会員数700万人を誇るスマートフォン向けゲーム「ガールフレンド(仮)」の立ち上げプロデューサーであり、29歳でサイバーエージェント初の女性執行役員に抜擢された横山祐果さん。20代のころから数十人の部下を率いてきた横山さんは、チームを頼り、チームに感謝する、とびきりの「お願い上手」でした。

目の前の仕事に没頭していたら執行役員に

 ゲームプロデューサーに就任した当時、私は“ゲーム素人”でした。そんな私が、「私のホストちゃん」「ガールフレンド(仮)」と、次々にゲームを生み出すことができたのは、逆に素人だったことがよかったのかもしれません。分からない、できないことだらけで、周りに頼るしかない状態でしたから。ある意味、開き直って「ここが分からないので教えてください!」とどんどん質問し、自分が詳しくないことはその領域に長けている人にお願いしながら、みんなの力を借りまくりました。決して私が先導したのではなく、チーム全員の力がヒット作を生みだしたんです。

 その後、入社7年目の29歳のときに、執行役員に選任されました。「え、なんで私…?」とびっくりしましたよ。自己アピールやコミュニケーションも下手なほうだし、『しっかりしろよ~』と先輩にからかわれることもあったくらい。“ユーザーに楽しんでもらえるサービスを作りたい”という気持ちだけで目の前の仕事に没頭してきたので、管理職になりたいとも思っていませんでした。この人事に周りも驚き、同時にちょっと笑いが起きていました(笑)。

 社長の藤田は、「初の女性執行役員には、仕事もプライベートも楽しんでいる自然体の女性がいい」と考えていたそうで、「これまで通り、楽しく仕事をしてくれればいいよ」と言われました。
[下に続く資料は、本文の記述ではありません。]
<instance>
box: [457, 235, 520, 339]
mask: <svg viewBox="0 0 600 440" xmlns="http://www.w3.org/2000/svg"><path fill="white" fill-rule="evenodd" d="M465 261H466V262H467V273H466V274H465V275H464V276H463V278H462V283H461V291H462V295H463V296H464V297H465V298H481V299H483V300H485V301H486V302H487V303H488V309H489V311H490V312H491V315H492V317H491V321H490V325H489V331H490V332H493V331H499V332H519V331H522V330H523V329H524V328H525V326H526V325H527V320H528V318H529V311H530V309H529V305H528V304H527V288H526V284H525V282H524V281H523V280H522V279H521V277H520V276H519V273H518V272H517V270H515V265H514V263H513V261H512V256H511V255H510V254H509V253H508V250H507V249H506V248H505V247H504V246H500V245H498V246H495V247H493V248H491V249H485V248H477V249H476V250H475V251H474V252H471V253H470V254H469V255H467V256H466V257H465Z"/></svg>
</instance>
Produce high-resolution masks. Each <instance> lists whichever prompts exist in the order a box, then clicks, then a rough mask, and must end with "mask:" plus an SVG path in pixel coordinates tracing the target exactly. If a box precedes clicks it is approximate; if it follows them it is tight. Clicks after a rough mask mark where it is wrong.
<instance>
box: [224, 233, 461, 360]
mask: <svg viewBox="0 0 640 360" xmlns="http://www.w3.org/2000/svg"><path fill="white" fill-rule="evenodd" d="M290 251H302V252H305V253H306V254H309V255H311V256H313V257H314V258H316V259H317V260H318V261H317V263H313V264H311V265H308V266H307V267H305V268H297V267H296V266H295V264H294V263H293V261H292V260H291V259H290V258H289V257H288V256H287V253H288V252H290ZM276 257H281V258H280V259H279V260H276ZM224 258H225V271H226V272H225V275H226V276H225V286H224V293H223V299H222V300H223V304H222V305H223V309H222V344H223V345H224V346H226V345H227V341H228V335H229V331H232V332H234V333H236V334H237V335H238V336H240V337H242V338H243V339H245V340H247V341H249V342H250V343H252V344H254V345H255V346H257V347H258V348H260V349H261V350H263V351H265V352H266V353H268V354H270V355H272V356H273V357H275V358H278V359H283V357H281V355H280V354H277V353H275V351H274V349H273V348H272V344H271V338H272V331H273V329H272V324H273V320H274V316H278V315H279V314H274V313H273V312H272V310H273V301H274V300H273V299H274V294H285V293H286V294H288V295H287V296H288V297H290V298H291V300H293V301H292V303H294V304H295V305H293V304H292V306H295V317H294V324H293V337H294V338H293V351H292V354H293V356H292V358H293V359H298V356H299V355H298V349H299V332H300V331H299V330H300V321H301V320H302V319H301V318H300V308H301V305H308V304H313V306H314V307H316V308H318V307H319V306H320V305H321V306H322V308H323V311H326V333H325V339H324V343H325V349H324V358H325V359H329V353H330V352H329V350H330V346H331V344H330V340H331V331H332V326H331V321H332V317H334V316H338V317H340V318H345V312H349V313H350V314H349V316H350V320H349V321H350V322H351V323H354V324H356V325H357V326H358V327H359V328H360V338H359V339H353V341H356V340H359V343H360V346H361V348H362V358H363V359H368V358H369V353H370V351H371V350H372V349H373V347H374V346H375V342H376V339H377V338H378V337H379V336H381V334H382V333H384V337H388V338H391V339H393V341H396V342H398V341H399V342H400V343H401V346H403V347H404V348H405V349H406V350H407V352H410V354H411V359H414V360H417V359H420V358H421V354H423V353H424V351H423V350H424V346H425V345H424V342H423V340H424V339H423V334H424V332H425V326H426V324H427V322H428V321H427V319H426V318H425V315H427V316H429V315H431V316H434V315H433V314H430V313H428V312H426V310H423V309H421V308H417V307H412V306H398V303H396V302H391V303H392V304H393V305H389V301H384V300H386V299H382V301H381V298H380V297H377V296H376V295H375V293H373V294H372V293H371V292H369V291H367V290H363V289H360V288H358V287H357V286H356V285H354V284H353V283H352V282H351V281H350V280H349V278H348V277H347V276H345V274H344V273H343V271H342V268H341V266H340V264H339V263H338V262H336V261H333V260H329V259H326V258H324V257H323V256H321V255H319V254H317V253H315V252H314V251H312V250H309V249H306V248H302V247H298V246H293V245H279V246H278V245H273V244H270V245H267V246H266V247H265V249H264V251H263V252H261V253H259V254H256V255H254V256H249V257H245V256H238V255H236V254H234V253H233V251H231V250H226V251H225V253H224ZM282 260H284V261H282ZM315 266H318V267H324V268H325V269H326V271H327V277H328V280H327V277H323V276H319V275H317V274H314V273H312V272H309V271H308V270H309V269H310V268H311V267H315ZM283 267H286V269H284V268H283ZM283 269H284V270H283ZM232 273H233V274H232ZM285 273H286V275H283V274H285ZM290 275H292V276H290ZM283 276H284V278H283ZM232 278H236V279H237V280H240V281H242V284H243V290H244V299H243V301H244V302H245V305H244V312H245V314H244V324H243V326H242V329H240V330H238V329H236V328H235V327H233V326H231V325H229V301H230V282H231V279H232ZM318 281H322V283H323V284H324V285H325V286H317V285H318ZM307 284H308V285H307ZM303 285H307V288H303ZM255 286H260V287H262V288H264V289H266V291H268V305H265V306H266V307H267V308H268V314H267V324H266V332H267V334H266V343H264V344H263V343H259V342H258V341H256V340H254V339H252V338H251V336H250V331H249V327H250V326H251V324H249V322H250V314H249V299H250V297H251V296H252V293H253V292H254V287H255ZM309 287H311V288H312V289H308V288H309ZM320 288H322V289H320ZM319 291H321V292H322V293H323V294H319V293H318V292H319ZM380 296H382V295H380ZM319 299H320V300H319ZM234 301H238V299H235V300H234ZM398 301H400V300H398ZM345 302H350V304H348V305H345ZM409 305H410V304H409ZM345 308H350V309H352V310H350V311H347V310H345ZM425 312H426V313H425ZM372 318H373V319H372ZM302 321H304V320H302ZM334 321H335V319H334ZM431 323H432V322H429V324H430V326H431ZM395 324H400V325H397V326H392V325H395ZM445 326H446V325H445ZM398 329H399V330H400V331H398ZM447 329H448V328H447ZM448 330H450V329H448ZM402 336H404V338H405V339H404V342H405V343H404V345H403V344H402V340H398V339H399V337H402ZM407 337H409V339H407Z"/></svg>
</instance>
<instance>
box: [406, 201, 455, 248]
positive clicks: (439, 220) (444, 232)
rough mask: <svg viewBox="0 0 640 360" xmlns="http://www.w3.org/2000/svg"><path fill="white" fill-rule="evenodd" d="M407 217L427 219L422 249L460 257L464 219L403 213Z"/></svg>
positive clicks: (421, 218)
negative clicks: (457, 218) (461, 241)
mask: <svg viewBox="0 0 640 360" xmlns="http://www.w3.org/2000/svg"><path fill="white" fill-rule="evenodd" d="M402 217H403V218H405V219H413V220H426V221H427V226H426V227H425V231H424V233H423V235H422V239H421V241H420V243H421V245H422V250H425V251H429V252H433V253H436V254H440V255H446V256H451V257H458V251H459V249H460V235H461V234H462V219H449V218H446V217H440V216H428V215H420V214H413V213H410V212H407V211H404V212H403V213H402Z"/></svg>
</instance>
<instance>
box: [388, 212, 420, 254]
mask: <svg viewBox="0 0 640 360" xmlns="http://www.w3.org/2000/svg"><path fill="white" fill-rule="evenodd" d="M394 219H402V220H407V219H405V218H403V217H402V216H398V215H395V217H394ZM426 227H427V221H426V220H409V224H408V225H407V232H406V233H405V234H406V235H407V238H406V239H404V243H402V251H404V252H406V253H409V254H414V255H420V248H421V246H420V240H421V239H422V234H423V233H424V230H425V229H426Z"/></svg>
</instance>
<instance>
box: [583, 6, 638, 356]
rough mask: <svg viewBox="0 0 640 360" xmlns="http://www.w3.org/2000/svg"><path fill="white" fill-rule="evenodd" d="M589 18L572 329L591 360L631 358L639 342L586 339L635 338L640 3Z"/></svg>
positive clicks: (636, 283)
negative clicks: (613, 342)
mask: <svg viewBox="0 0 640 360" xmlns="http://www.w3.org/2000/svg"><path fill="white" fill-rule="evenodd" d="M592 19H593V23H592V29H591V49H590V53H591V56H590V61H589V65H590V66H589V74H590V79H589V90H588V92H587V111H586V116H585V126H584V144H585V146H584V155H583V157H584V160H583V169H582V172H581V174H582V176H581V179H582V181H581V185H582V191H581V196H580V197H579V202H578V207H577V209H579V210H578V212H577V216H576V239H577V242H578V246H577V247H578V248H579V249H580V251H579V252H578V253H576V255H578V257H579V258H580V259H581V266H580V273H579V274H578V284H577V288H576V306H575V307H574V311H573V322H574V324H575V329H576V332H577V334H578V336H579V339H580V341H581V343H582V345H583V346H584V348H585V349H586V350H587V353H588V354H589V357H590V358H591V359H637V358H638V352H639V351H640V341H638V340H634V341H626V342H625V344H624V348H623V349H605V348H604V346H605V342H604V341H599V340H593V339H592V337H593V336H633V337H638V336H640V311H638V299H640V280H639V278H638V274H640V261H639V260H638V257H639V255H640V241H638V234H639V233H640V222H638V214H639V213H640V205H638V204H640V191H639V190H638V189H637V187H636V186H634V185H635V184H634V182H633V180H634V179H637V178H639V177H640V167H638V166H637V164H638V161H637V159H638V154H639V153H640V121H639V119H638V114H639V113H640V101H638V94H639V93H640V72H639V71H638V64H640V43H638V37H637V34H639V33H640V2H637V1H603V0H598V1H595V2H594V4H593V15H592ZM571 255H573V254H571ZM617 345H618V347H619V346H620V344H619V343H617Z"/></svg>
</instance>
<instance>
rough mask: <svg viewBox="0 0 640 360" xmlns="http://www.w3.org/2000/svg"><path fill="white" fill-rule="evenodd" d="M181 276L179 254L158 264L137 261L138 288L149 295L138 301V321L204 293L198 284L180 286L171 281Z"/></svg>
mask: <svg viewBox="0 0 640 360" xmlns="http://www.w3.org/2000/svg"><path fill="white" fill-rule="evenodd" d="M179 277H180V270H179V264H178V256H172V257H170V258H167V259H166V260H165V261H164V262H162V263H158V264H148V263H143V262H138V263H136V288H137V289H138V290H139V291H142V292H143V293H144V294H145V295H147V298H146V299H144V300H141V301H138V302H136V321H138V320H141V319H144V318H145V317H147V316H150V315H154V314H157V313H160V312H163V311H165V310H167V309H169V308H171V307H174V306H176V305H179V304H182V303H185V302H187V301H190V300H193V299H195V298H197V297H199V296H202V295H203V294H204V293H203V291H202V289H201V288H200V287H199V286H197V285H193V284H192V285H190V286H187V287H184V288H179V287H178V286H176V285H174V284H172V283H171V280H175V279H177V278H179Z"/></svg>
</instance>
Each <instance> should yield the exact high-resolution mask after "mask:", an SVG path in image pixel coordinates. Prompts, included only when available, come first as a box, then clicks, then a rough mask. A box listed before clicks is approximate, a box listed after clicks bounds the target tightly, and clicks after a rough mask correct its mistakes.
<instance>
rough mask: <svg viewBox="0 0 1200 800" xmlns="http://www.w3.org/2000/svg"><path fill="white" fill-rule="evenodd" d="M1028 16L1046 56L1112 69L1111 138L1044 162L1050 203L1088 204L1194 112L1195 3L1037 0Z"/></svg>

自分らしく無理せず会社に貢献していてほしいというメッセージだと受け止めました。

仕事で一番大事にしているのは「ワクワクするかどうか」

 どんな点が「自然体」なのか。私自身はあまり意識したことがないのでよく分からないのですが、あえて言うなら、「自分の気持ちに正直なところ」かもしれません。分からないことは分からないと口にしますし、納得するまで質問します。自分の気持ちに嘘をついて仕事をしても、いい結果は出ないと思うので。

 仕事をする上で一番大切にしているのは、私自身が「ワクワクできるかどうか」。これをやったらどうなるだろうと考えた時に、胸が高鳴ることをやりたい。モチベーションも俄然ちがってきます。

 プロデューサーとしての私のミッションは、良いサービスを作ってヒットを生むことです。届け手である私がワクワクできないなら、ユーザーを楽しませることなんてできません。ですから、少しでもひっかかる点があれば一旦停止したり、進行しているプロジェクトをやめることもあります。

 進行中のプロジェクトをボツにする場合、チームのメンバーには「今こういう状況で、ここがどうしても引っかかるからやめようと思う」と包み隠さずに話し、ごめんなさいと謝ります。少しでも方向がブレそうだと思ったら、そこは私が軌道修正しないといけないと思っています。最終的にうまくいかなかったら、頑張ってくれたみんなの努力が報われないし、チームに迷惑がかかってしまいます。だからこそ、“これをやったら楽しそう!”というワクワク感は大事にしたいし、そこにこだわりを持って仕事をしています。